Translating User Needs Into Design Hypotheses

  • Fatigue → Surfacing failure statuses higher will reduce fatigue by simplifying how users fetch status data.

  • Understanding changes → A time machine will improve how user rationalize changes over time.

The solutions didn’t just come from me. They came from users, co-creation with the whole team, and connecting existing features in a way that creates a stronger sense of context.


Going From Design Hypotheses to Concrete Direction.

  • Organizing and consolidating information → An “inbox of doom” will eliminate the task of finding out where in the data model errors have occurred.

  • Understanding changes → A comparison experience for versions of the data model will create a contextual space for users to understand changes.

  • Understanding changes → Providing a shortcut to the corresponding data tables in the comparison experience will accommodate users that prefer a tabular format instead of a graphical format.

Quick Validation

To validate the design direction and prevent shipping an unwanted experience, I conducted a research survey with a clickable prototype that I sent out to 2 of our customers.
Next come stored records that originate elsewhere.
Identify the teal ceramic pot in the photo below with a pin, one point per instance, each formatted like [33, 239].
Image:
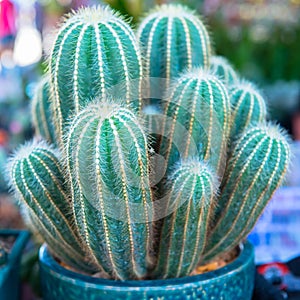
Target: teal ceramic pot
[234, 281]
[10, 265]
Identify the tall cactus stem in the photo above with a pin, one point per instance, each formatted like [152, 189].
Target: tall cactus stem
[256, 169]
[184, 230]
[112, 204]
[101, 56]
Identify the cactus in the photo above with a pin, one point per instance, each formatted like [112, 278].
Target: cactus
[221, 67]
[173, 39]
[248, 107]
[99, 214]
[36, 177]
[41, 112]
[256, 169]
[95, 53]
[190, 196]
[197, 118]
[106, 150]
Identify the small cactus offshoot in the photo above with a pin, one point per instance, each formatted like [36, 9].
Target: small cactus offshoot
[136, 203]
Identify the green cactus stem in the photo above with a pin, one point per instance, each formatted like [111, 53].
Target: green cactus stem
[95, 53]
[173, 39]
[36, 177]
[220, 66]
[183, 235]
[106, 151]
[197, 119]
[42, 117]
[248, 107]
[256, 169]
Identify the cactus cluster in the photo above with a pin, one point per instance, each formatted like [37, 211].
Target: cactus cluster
[111, 195]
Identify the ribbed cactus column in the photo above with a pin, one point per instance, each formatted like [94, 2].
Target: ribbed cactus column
[36, 177]
[173, 39]
[197, 119]
[95, 53]
[190, 197]
[42, 116]
[248, 107]
[220, 66]
[108, 163]
[256, 169]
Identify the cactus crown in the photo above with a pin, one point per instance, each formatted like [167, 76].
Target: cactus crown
[133, 204]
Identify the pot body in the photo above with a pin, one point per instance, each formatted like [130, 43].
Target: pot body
[234, 281]
[10, 271]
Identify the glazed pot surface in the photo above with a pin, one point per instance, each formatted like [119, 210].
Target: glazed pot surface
[234, 281]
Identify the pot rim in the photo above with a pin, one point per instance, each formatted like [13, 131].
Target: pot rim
[245, 257]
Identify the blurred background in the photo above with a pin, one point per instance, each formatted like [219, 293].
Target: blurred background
[261, 38]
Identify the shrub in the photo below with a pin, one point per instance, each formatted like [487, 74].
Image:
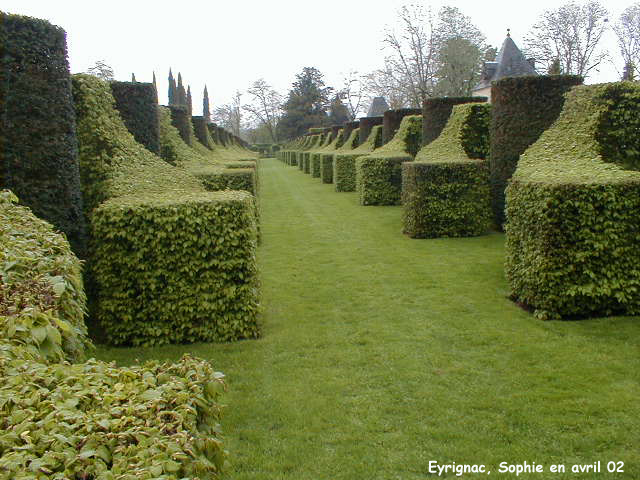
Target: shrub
[523, 108]
[38, 145]
[95, 420]
[379, 174]
[445, 192]
[345, 163]
[573, 230]
[138, 107]
[42, 300]
[436, 113]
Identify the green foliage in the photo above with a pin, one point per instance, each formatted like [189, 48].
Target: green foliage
[436, 113]
[38, 146]
[444, 192]
[344, 164]
[95, 420]
[138, 107]
[379, 174]
[573, 232]
[523, 108]
[42, 300]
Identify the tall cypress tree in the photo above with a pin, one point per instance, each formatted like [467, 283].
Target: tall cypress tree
[206, 113]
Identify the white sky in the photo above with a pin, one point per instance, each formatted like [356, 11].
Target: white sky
[229, 44]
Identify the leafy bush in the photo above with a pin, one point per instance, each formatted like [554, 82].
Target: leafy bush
[138, 106]
[42, 300]
[445, 192]
[436, 113]
[523, 108]
[379, 174]
[95, 420]
[344, 170]
[573, 230]
[38, 146]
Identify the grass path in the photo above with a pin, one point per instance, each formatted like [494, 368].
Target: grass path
[381, 353]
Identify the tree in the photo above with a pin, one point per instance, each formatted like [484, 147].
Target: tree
[306, 105]
[101, 70]
[571, 34]
[265, 107]
[627, 29]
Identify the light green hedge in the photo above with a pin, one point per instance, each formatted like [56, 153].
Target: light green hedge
[445, 192]
[344, 163]
[573, 229]
[42, 299]
[379, 174]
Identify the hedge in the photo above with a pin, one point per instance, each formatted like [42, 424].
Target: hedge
[573, 229]
[523, 108]
[138, 106]
[392, 119]
[344, 169]
[379, 174]
[95, 420]
[159, 277]
[38, 145]
[436, 113]
[445, 192]
[42, 299]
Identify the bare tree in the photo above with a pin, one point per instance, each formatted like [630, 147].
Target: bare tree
[265, 106]
[571, 34]
[627, 29]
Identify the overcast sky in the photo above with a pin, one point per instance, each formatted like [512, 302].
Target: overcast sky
[229, 44]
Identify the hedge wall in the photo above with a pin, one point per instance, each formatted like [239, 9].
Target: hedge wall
[138, 106]
[97, 421]
[523, 108]
[344, 168]
[436, 113]
[38, 145]
[379, 174]
[149, 249]
[366, 124]
[445, 193]
[573, 229]
[392, 119]
[42, 299]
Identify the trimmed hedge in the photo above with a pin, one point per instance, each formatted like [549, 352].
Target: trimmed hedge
[392, 119]
[138, 106]
[344, 170]
[436, 113]
[379, 174]
[523, 108]
[171, 262]
[573, 229]
[445, 192]
[42, 299]
[97, 421]
[38, 145]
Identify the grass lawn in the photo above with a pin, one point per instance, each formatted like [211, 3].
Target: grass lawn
[381, 353]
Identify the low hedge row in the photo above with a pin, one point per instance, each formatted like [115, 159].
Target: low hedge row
[445, 192]
[344, 164]
[573, 230]
[38, 146]
[379, 174]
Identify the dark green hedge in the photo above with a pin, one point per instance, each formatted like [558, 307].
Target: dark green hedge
[42, 299]
[379, 174]
[436, 113]
[523, 108]
[392, 119]
[445, 192]
[138, 107]
[38, 145]
[573, 229]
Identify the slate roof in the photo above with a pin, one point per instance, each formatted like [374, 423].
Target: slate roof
[509, 63]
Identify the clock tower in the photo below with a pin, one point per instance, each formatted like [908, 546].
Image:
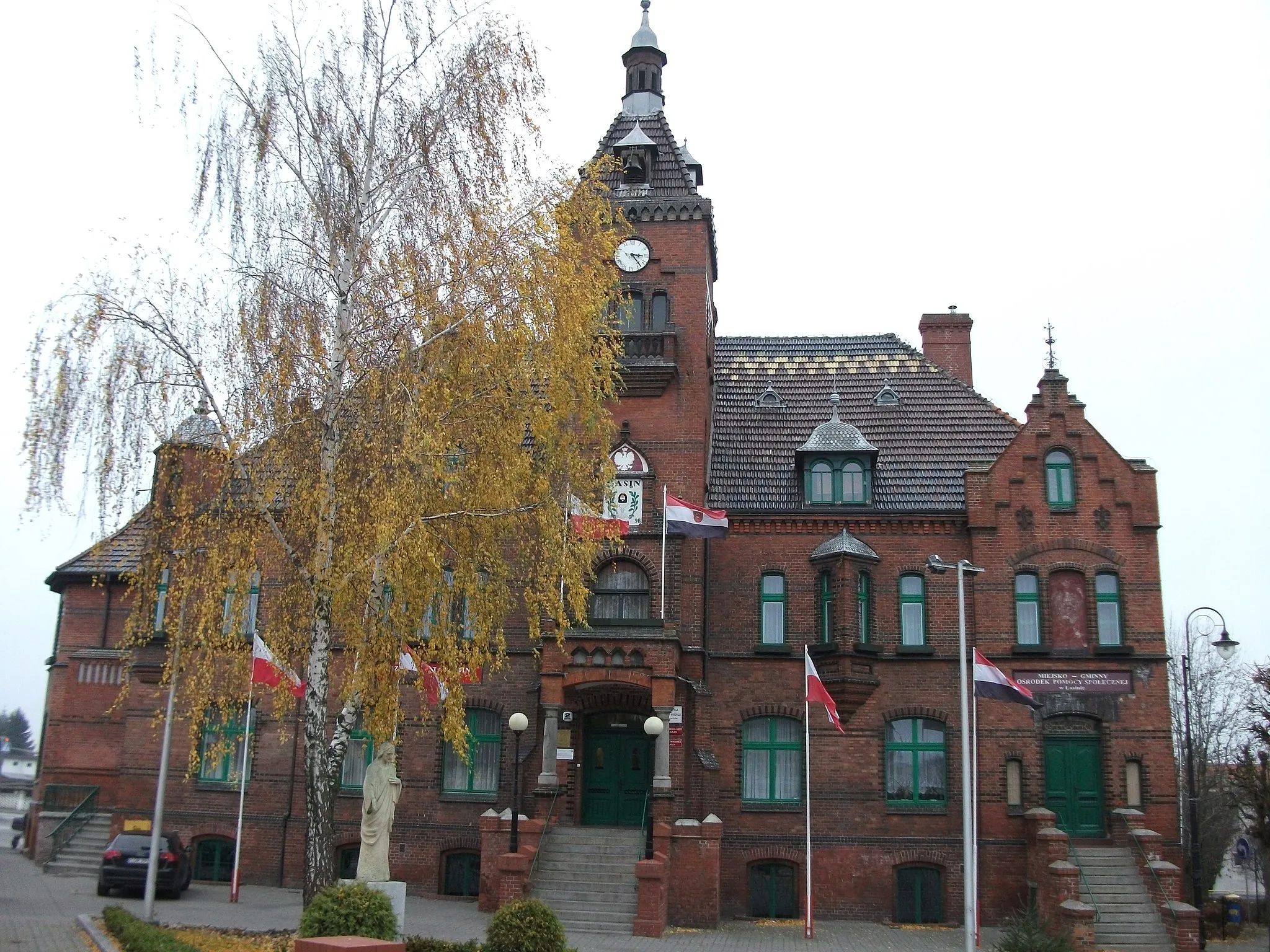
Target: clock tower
[668, 271]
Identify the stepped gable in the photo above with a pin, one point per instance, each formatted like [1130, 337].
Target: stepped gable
[671, 174]
[925, 442]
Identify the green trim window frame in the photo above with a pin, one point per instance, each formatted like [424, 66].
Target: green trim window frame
[918, 895]
[916, 762]
[771, 760]
[826, 609]
[1060, 483]
[1106, 596]
[220, 751]
[1028, 609]
[912, 610]
[771, 609]
[864, 606]
[479, 774]
[162, 601]
[821, 483]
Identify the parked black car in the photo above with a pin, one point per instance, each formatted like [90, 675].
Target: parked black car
[123, 865]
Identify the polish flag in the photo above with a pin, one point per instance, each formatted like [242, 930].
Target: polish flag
[993, 683]
[815, 692]
[588, 524]
[266, 669]
[687, 519]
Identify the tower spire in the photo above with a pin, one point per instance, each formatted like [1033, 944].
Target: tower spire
[644, 63]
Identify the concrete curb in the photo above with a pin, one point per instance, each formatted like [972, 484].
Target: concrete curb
[103, 942]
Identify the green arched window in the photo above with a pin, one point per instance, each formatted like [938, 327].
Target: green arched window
[1060, 488]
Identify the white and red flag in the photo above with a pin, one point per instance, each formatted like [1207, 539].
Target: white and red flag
[993, 683]
[687, 519]
[817, 692]
[266, 669]
[590, 524]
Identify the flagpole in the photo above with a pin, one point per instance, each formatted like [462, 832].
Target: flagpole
[807, 798]
[664, 551]
[247, 748]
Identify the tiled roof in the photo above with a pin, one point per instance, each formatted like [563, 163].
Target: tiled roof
[923, 444]
[845, 544]
[120, 552]
[671, 175]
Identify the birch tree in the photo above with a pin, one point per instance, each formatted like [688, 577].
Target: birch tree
[403, 361]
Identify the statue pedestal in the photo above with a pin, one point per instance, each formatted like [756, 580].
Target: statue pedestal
[395, 891]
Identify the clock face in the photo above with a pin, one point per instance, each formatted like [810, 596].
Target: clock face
[631, 255]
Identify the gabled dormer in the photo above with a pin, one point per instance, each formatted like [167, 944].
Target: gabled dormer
[836, 464]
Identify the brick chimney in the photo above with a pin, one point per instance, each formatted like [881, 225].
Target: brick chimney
[946, 342]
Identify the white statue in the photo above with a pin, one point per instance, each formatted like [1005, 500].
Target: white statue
[380, 792]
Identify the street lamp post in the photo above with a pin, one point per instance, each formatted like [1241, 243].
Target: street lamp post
[1225, 646]
[968, 847]
[653, 728]
[517, 723]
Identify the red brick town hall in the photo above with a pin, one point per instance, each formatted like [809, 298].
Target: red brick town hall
[843, 462]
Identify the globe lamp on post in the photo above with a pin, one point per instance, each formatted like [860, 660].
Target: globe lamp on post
[1201, 622]
[517, 723]
[653, 728]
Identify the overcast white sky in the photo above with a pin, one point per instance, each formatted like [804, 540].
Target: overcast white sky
[1103, 165]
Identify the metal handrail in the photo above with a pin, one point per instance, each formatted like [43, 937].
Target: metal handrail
[546, 829]
[646, 828]
[1146, 861]
[74, 822]
[1094, 901]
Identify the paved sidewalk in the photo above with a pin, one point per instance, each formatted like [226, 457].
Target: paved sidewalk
[37, 914]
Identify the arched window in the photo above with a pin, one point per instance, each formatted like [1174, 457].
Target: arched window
[214, 860]
[1106, 593]
[826, 609]
[912, 610]
[1026, 609]
[479, 774]
[864, 607]
[620, 593]
[774, 891]
[1059, 480]
[660, 310]
[853, 483]
[918, 895]
[771, 609]
[771, 759]
[463, 874]
[630, 314]
[915, 762]
[822, 483]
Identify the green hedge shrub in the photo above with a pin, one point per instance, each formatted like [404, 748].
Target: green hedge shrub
[1025, 932]
[136, 936]
[349, 910]
[525, 926]
[424, 943]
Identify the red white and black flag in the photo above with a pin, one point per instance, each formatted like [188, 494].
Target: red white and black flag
[687, 519]
[817, 692]
[993, 683]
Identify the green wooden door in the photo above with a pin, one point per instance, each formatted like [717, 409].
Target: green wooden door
[1073, 785]
[616, 777]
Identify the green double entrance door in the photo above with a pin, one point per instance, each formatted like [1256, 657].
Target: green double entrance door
[616, 777]
[1073, 785]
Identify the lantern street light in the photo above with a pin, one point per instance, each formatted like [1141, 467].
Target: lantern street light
[1202, 622]
[969, 848]
[517, 723]
[653, 728]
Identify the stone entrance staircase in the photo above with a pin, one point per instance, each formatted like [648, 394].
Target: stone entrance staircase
[587, 875]
[82, 856]
[1128, 919]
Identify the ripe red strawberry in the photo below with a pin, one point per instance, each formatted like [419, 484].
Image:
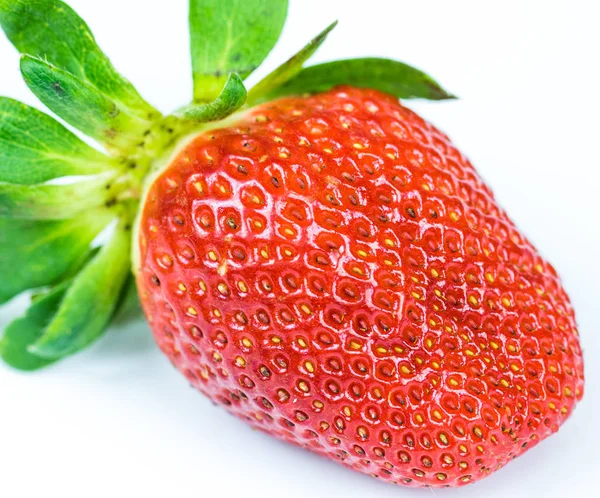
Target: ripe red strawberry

The survey returned with 6 responses from users.

  • “Inbox of doom” → improved experience of fetching status information

  • Comparison experience → improved experience of understanding changes made over time.

Even with a low sample size, it was clear that the direction was solid. None of the survey respondents answered lower than a neutral rating on the proposed features on the Likert scale portion of the survey.

We shipped and are live!


Next Steps

  • Roadmap planning for the remaining feature that could not be shipped due to a lack of capacity for the quarter.

  • Follow up monitoring and evaluation with users on the efficacy of the new experiences and features.